Bakken crude oil rail shipments traverse 32 of North Dakota’s 53 counties on a weekly basis, and some counties have up to 45 crude-bearing trains pass through their boundaries weekly, according to a white paper released Thursday by an analyst at Genscape, the commodity and energy markets data gathering firm.

A new federal reporting requirement from the U.S. Department of Transportation (DOT) established earlier this year (see Shale Daily, July 24) has enabled firms like Genscape to get more precise information on crude oil rail shipments by each railroad. In North Dakota that means information on shipments by three rail lines: BNSF Railway, Canadian Pacific (CP) and Northern Plains.

Genscape’s Bridget Hunsucker, senior oil editor, cited BNSF, the state’s largest crude-by-rail transporter, as sending up to 45 Bakken crude trains weekly through Cass County in the southeast corner of North Dakota. CP sent two to five trains weekly through 13 counties and Northern Plains sends a dozen crude trains weekly through Walsh County.

Hunsucker said Bakken crude is loaded at 18 different crude rail facilities in the state, representing an overall capacity for handling 1.28 million b/d; a little higher than the state’s latest production levels. “Total rail loadings were 522,383 b/d for the week ended July 25,” Hunsucker said.

Given the DOT-mandated reporting of crude rail shipments, Genscape has begun a new monitoring service, and Hunsucker drew on some of its initial data. The white paper uses this initial data to outline crude rail traffic throughout North Dakota and a number of other states, including New York and California.

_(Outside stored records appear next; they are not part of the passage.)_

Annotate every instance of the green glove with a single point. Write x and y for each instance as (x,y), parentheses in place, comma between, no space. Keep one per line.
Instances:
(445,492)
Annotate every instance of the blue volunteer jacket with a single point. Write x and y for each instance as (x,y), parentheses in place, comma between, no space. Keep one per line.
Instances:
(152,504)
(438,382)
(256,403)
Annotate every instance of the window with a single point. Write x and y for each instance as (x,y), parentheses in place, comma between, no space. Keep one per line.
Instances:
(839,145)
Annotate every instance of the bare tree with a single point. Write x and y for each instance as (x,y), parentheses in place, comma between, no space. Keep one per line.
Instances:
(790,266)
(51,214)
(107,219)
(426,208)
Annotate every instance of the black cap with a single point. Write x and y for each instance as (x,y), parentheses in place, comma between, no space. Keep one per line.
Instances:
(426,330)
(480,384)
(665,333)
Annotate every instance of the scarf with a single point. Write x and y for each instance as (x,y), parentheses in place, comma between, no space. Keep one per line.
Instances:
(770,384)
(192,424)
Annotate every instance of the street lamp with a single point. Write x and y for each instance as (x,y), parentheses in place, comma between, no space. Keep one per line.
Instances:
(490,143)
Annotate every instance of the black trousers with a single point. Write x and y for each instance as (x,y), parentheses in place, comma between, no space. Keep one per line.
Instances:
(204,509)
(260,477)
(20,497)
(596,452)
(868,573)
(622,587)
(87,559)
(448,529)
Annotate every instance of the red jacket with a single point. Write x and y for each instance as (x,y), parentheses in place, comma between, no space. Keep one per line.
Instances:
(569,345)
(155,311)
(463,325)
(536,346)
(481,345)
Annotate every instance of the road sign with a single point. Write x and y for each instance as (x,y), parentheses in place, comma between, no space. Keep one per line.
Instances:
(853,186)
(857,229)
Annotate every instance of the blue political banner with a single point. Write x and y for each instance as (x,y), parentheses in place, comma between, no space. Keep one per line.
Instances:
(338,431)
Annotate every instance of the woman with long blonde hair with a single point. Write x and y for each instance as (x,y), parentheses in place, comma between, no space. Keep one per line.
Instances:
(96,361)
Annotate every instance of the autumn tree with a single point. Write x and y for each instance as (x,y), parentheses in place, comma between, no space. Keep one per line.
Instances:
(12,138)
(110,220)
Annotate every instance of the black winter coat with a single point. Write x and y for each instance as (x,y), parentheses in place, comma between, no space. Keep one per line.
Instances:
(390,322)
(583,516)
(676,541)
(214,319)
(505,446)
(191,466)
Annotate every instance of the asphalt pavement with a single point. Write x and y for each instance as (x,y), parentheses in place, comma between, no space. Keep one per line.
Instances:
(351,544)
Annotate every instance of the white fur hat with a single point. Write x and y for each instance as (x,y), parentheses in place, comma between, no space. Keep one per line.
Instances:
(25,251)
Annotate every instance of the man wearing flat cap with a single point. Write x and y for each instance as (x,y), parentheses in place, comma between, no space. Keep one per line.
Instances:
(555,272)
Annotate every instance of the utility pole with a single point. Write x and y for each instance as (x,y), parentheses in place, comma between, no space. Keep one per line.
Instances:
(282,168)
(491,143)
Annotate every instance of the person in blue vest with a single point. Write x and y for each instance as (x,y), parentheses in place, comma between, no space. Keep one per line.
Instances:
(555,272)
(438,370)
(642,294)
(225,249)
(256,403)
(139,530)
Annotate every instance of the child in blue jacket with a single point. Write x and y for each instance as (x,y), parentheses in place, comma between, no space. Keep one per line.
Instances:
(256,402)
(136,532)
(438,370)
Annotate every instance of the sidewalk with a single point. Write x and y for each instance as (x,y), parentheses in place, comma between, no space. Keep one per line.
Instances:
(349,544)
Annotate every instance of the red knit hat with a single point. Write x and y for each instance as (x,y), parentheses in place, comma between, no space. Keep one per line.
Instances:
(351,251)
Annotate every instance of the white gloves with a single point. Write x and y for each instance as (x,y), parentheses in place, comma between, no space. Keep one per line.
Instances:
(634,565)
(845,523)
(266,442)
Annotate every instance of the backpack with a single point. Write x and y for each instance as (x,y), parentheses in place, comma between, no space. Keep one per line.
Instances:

Given its volumes of rail shipments and the number of recent accidents involving Bakken shipments (see Daily GPI, Jan. 3), DOT’s website said the new reporting requirement is aimed at “giving first responders an understanding of the volume and frequency with which Bakken crude oil is transported through their communities so that they can prepare their response plans accordingly.”

As a result, states are releasing data, and the Genscape white paper cited information from seven other states (Washington, Virginia, Montana, South Dakota, Iowa, Wisconsin and Oregon) in addition to North Dakota, New York and California. In New York, for example, crude unloading the week ended July 25 averaged 105,686 b/d at the Global Partner’s facility, which has a capacity to handle up to 165,000 b/d, the white paper said.

In New York state, CP typically moves seven trains weekly, ranging between five and nine Bakken crude trains, the white paper said. CSX moves 20 to 35 crude trains weekly in Albany County, NY.

In Virginia, CSX moves two to five trains of Bakken crude weekly through up to 20 counties. On the West Coast, BNSF reports about 13 trains weekly through 16 counties in the state of Washington, and one train weekly in Northern California through nine counties.